Another thing to consider is your diet. A healthy diet is important for many reasons, but it’s especially important if you want to have children. A healthy diet supports your body’s hormonal function and, therefore, supports your fertility. This is because the type of food you eat affects the function of your immune system. A healthy diet also provides your body with essential vitamins and minerals that are necessary for good health. When you eat foods rich in these nutrients, your body will be better equipped to fight off any infections or ailments that might jeopardize your fertility. Finally, a healthy diet supports your body’s energy levels. If you feel like you’re running on empty most of the time, it might be because your diet isn’t supplying your body with the nutrients it needs to function at its best. You should try to eat more fruits and vegetables and avoid anything processed or stored in oil. While this might not seem like an easy task given the abundance of food that’s available these days, try to focus on what’s important to you and make the changes you need to make in order to improve your health and, therefore, your fertility.

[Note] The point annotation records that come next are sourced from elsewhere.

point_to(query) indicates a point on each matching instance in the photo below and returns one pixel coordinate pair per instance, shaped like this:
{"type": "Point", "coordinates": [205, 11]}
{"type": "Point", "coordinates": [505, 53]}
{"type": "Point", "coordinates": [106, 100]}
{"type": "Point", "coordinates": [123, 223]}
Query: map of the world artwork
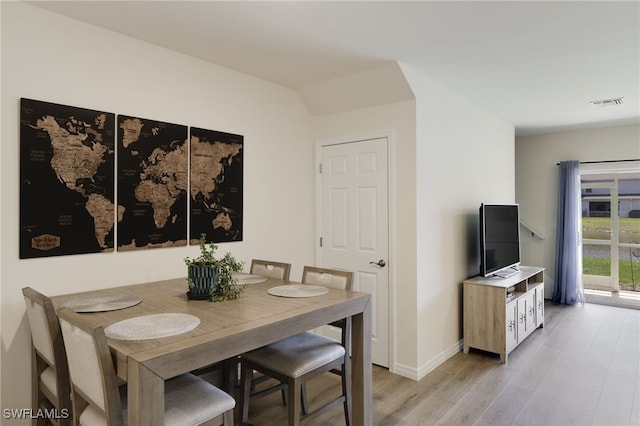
{"type": "Point", "coordinates": [216, 185]}
{"type": "Point", "coordinates": [152, 183]}
{"type": "Point", "coordinates": [66, 180]}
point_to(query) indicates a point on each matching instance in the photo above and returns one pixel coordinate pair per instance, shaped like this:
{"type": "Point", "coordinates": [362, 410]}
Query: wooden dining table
{"type": "Point", "coordinates": [226, 329]}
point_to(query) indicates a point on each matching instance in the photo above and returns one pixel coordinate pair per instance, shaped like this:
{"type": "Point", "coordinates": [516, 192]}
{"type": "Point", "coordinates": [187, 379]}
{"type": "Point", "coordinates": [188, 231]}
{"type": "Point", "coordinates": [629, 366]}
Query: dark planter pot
{"type": "Point", "coordinates": [201, 281]}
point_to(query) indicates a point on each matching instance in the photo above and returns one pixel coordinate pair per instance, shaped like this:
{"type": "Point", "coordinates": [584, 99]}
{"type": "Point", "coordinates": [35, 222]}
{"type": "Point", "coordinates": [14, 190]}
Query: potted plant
{"type": "Point", "coordinates": [211, 278]}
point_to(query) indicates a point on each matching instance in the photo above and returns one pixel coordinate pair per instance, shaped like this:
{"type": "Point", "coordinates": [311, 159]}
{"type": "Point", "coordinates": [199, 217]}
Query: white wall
{"type": "Point", "coordinates": [52, 58]}
{"type": "Point", "coordinates": [464, 156]}
{"type": "Point", "coordinates": [537, 180]}
{"type": "Point", "coordinates": [398, 121]}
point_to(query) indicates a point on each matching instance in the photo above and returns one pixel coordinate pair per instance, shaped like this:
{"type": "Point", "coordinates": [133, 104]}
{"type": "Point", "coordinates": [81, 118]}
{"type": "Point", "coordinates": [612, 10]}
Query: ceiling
{"type": "Point", "coordinates": [536, 64]}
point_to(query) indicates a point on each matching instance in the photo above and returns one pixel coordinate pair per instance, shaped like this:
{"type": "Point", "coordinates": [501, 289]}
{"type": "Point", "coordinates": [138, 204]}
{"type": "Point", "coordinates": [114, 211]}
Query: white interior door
{"type": "Point", "coordinates": [355, 225]}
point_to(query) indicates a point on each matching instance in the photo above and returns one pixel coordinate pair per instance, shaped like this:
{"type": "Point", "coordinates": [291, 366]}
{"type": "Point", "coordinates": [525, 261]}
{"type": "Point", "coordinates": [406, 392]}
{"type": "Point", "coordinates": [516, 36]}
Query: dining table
{"type": "Point", "coordinates": [225, 330]}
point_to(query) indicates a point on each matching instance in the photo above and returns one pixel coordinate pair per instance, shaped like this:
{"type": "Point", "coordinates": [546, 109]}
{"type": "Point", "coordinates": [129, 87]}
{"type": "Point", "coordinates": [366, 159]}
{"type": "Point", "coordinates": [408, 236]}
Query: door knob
{"type": "Point", "coordinates": [381, 263]}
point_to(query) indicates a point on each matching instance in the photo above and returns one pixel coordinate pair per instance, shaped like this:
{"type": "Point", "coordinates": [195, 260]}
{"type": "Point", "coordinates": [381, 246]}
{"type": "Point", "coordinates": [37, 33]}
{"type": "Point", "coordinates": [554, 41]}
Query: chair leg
{"type": "Point", "coordinates": [346, 390]}
{"type": "Point", "coordinates": [305, 401]}
{"type": "Point", "coordinates": [227, 418]}
{"type": "Point", "coordinates": [294, 393]}
{"type": "Point", "coordinates": [245, 391]}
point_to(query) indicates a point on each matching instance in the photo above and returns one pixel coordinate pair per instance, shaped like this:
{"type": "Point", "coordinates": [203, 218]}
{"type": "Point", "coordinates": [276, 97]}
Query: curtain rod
{"type": "Point", "coordinates": [606, 161]}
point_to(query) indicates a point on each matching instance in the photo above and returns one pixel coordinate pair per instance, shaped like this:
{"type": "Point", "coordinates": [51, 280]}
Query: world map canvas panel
{"type": "Point", "coordinates": [152, 183]}
{"type": "Point", "coordinates": [216, 200]}
{"type": "Point", "coordinates": [66, 180]}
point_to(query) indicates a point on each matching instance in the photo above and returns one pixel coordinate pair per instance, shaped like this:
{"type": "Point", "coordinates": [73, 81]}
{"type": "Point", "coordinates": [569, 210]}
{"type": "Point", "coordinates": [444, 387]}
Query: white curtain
{"type": "Point", "coordinates": [568, 269]}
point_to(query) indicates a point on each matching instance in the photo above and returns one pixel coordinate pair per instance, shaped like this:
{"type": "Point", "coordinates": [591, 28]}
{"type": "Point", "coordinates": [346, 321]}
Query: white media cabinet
{"type": "Point", "coordinates": [499, 313]}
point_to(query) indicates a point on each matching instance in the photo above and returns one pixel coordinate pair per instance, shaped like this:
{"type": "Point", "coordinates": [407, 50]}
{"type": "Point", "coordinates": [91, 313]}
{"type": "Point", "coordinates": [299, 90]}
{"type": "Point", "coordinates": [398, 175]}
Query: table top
{"type": "Point", "coordinates": [226, 328]}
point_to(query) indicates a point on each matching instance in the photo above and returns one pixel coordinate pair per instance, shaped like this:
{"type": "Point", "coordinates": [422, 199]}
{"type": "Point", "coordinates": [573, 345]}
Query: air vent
{"type": "Point", "coordinates": [604, 103]}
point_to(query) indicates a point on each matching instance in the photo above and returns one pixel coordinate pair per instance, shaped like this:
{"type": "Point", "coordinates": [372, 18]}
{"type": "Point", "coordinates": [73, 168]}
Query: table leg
{"type": "Point", "coordinates": [145, 395]}
{"type": "Point", "coordinates": [361, 370]}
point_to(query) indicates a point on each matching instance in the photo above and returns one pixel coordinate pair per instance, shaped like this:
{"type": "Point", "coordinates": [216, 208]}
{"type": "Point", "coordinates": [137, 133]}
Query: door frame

Once you’ve ruled out the above factors, it’s time to consider the treatment available. Your first port of call should be your physician or reproductive endocrinologist. They will be able to give you a full assessment of your situation and help you decide on the most appropriate course of treatment for you. If you’re already under their care, getting a full assessment from them is the next step. They will be able to tell you whether or not you’re responding to treatment and, if not, help you decide on what to try next. If you’re looking to buy gear to enhance your bedroom performance, you should probably avoid anything made of plastic. These are often a source of endocrine disruptors. Look for natural products made from organic fruit pits or herbs rather than synthetic chemicals. And above all, make sure that the products you’re using are both safe and effective.